Eight outcome measures were analyzed: three clinical endpoints (number of rectal and sigmoid polyps, largest polyp size [mm], and overall polyp number) and five exploratory translational endpoints (mean total CCP, crypt width, crypt length, the mean number of MIB1-positive cells per crypt, and the mean number of cells per hemicrypt). All but the last variable were log transformed before analysis; for log-transformed outcome measures, the exponent of the intervention coefficient was taken to indicate the ratio of the outcome measure in treated to untreated patients; a ratio of 1.0 indicates no differences between treated and untreated patients.
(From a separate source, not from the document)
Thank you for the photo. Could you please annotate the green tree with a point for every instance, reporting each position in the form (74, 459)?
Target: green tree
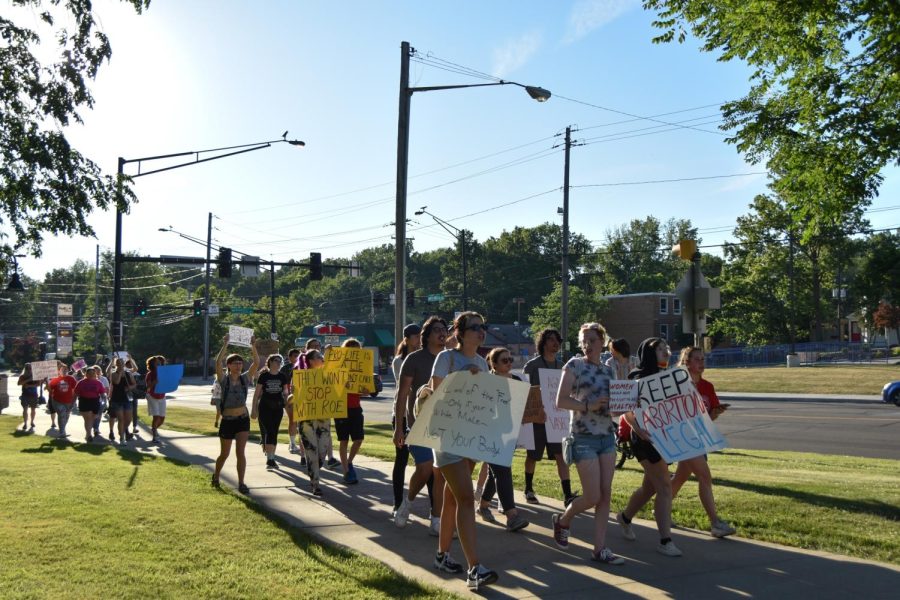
(46, 185)
(822, 110)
Analysis of variance (ANOVA) and Pearson Chi-squared tests were carried out to compare baseline measures. Associations between the baseline measures and age and sex were tested using two-sided t-tests, Chi-squared tests, and Spearman’s correlations. Spearman’s correlation coefficients were calculated for all pair-wise combinations of the continuous baseline measures. Differences in final largest polyp size between the four intervention groups were investigated using linear regression. Modeling involved estimation of random effects, linear models, and generalized estimating equation (GEE) logit models to identify main effects and possible interactions between intervention and time. The primary analyses compared the two arms containing aspirin with the two arms not containing aspirin and separately compared the two arms containing RS with the two arms not containing RS. The outcome measures in these models comprised all results obtained after entry endoscopy, and all models were adjusted for entry data and time on the intervention (years). In addition, the random-effects models for the total number of polyps were adjusted for age and extent, i.e., the proportion of the colorectum examined. The total polyp number at entry was adjusted for the extent of endoscopy via adjusted values from linear regression; in specific, we computed the difference between the observed number of polyps and the average number of polyps for that extent of endoscopy. This residual number formed the adjusted total of polyps at entry endoscopy. In analyses of numbers of polyps, the number of polyps which were removed at any endoscopy other than the last was added to the total number of polyps recorded at the following endoscopy.
We tested differences between interventions in results from video analysis with Fisher’s exact test. All analyses were carried out using STATA version 8 (StataCorp. 2003. Stata Statistical Software: Release 8.0. College Station, TX: Stata Corporation), and probabilities less than 0.05 were considered significant.